Sodium Picosulfate Oral Solution

Sodium Picosulfate Elixir

Stimulant laxative.

Sodium Picosulfate Oral Solution is a solution of Sodium Picosulfate in a suitable flavoured vehicle.

The oral solution complies with the requirements stated under Oral Liquids and with the following requirements.

95.0  to 105.0% of the stated amount.

A.  In the Assay, the chromatogram obtained with solution (1) shows a peak with the same retention time as the peak due to sodium picosulfate in the chromatogram obtained with solution (2).

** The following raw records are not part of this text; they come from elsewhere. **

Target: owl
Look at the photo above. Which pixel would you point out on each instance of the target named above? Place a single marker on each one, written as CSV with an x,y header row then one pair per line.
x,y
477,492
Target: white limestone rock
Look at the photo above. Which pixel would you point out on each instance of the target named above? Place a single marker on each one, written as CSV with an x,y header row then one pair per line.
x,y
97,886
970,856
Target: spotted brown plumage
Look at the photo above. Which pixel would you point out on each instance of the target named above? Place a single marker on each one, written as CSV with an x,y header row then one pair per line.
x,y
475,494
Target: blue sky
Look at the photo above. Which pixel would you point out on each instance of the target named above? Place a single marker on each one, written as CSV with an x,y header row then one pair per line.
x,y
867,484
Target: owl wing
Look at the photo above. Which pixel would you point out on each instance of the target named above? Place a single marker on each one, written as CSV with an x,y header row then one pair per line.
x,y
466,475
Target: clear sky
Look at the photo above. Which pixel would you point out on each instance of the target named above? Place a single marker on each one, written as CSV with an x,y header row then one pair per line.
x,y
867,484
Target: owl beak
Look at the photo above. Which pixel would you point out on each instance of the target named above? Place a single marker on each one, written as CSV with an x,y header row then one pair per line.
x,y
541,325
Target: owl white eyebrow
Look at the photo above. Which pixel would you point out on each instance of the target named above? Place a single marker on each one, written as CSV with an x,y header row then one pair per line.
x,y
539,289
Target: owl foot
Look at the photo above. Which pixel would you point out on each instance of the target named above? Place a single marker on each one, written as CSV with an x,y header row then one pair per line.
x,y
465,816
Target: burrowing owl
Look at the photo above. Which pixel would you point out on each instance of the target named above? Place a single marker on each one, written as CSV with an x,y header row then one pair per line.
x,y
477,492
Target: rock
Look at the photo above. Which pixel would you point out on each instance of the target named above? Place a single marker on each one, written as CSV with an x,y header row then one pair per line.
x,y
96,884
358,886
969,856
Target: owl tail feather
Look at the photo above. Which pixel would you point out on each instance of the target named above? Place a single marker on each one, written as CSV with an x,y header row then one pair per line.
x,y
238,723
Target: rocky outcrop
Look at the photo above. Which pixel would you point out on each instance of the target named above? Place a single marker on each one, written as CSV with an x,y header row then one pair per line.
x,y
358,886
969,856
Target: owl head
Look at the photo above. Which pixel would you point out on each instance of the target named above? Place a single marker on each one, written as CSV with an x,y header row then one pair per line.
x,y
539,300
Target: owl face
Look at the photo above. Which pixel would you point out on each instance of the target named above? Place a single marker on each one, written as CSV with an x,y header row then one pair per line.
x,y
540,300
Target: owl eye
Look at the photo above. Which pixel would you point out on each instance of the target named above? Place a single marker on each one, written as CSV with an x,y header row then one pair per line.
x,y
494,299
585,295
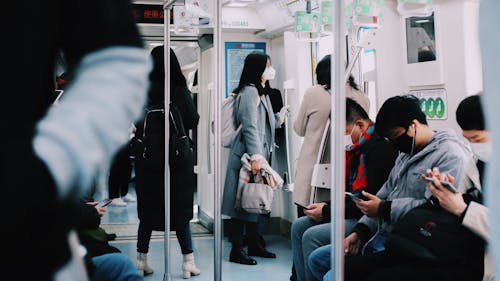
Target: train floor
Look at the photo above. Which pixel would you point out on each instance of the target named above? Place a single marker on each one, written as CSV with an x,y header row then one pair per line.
x,y
123,221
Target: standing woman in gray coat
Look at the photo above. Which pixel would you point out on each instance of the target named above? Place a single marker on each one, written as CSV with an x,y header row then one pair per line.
x,y
253,110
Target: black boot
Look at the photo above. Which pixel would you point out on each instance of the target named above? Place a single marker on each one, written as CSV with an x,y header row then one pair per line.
x,y
238,255
256,249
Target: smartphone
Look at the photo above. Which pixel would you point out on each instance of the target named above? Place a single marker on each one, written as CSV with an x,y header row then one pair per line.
x,y
352,196
446,184
305,208
104,202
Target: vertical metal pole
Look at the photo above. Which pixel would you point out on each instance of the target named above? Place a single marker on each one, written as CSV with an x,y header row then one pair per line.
x,y
218,165
337,143
166,44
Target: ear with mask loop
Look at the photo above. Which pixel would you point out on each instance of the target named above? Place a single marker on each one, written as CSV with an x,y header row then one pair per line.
x,y
413,140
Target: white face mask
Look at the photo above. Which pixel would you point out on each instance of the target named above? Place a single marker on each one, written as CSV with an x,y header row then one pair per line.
x,y
269,73
482,150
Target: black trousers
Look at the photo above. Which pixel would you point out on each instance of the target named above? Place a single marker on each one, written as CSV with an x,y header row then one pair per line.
x,y
120,173
386,267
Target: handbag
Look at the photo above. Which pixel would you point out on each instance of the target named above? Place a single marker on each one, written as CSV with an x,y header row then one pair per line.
x,y
254,198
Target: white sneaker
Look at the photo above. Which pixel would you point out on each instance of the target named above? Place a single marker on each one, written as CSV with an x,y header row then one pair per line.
x,y
118,202
129,198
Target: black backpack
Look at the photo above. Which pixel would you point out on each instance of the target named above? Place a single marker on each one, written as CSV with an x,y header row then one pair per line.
x,y
431,234
153,135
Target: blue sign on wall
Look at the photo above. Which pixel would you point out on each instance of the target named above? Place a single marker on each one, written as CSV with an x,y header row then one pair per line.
x,y
236,52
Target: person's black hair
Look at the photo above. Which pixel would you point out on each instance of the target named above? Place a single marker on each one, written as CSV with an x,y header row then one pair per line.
x,y
470,115
323,73
157,75
254,66
398,111
354,111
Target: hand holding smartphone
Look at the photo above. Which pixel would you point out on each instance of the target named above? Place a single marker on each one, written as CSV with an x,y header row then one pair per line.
x,y
353,197
104,203
446,184
305,208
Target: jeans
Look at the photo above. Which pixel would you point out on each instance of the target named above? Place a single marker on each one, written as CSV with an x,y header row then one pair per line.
x,y
114,267
183,237
319,262
308,235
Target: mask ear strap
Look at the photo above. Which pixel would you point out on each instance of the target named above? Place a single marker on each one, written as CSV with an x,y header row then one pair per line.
x,y
413,139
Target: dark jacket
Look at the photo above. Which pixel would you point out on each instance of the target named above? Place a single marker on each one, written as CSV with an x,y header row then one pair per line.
x,y
150,180
379,160
37,235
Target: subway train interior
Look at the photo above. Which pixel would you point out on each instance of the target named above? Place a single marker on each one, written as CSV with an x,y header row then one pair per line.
x,y
431,49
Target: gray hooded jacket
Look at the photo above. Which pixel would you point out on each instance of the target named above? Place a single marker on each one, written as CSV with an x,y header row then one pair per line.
x,y
405,187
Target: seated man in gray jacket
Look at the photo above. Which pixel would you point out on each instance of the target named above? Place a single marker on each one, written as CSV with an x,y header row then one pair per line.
x,y
401,121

B.  Carry out the method for thin-layer chromatography, Appendix III A, using a TLC silica gel F₂₅₄ plate (Merck HPTLC plates are suitable) and a mixture of 2.5 volumes of anhydrous formic acid, 12.5 volumes of water, 25 volumes of methanol and 60 volumes of ethyl acetate as the mobile phase. Apply separately to the plate 5 µl of each of the following solutions. For solution (1) dilute, if necessary, a volume of the oral solution with sufficient methanol to produce a solution containing 0.1% w/v of Sodium Picosulfate. Solution (2) contains 0.1% w/v of sodium picosulfate BPCRS in methanol. Dry the plate in a current of hot air for 15 minutes and examine under ultraviolet light (254 nm). Spray with a 20% w/v solution of hydrochloric acid in methanol and heat at 110° for 10 minutes. Spray the hot plate with a freshly prepared solution containing 5% w/v of iron(iii) chloride and 0.1% w/v of potassium hexacyanoferrate(iii) and examine the wet plate in daylight. By each method of visualisation the principal spot in the chromatogram obtained with solution (1) corresponds to the principal spot in the chromatogram obtained with solution (2).

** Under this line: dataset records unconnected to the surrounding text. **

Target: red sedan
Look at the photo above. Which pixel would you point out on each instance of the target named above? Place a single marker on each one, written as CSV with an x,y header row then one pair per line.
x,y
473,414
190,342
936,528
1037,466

Carry out the method for liquid chromatography, Appendix III D, using the following solutions. For solution (1) dilute, if necessary, a volume of the oral solution with sufficient water to produce a solution containing 0.005% w/v of Sodium Picosulfate. Solution (2) contains 0.0001% w/v of sodium picosulfate BPCRS. For solution (3) dissolve 10 mg of sodium picosulfate BPCRS in 2 ml of 0.1m hydrochloric acid, bring rapidly to the boil and heat for 1 minute. Cool in ice-water, add 2 ml of 0.1m sodium hydroxide and dilute to 10 ml with the mobile phase. Dilute 2 volumes to 50 volumes with the mobile phase.

The chromatographic procedure may be carried out using (a) a stainless steel column (15 cm × 4.6 mm) packed with base-deactivated octadecylsilyl silica gel for chromatography (5 µm) (YMC Basic is suitable), (b) as the mobile phase with a flow rate of 2 ml per minute a mixture of 620 volumes of a buffer solution containing 3.0 g of disodium hydrogen orthophosphate and 0.5 g of cetyltrimethylammonium bromide in 1000 ml of water, adjusting the pH to 5.0 with orthophosphoric acid, and 380 volumes of acetonitrile and (c) a detection wavelength of 263 nm.

Inject 50 µl of each solution. The test is not valid unless the chromatogram obtained with solution (3) closely resembles the appropriate reference chromatogram supplied with sodium picosulfate BPCRS.

In the chromatogram obtained with solution (1) the area of any peak due to impurity A (4-[(pyridin-2-yl)(4-hydroxyphenyl)methyl]phenyl sodium sulphate) is not greater than the area of the principal peak in the chromatogram obtained with solution (2) (2.0%).

Carry out the method for liquid chromatography, Appendix III D, using the following solutions. For solution (1) dilute, if necessary, a volume of the oral solution with sufficient water to produce a solution containing 0.005% w/v of Sodium Picosulfate. Solution (2) contains 0.005% w/v of sodium picosulfate BPCRS.

The chromatographic procedure described under Related substances may be used.

Calculate the content of C₁₈H₁₃NNa₂O₈S₂ in the oral solution from the chromatograms obtained and from the declared content of C₁₈H₁₃NNa₂O₈S₂ in sodium picosulfate BPCRS.

Sodium Picosulfate Oral Solution should be protected from light.

When sodium picosulphate oral solution is prescribed or demanded, Sodium Picosulfate Oral Solution shall be dispensed or supplied.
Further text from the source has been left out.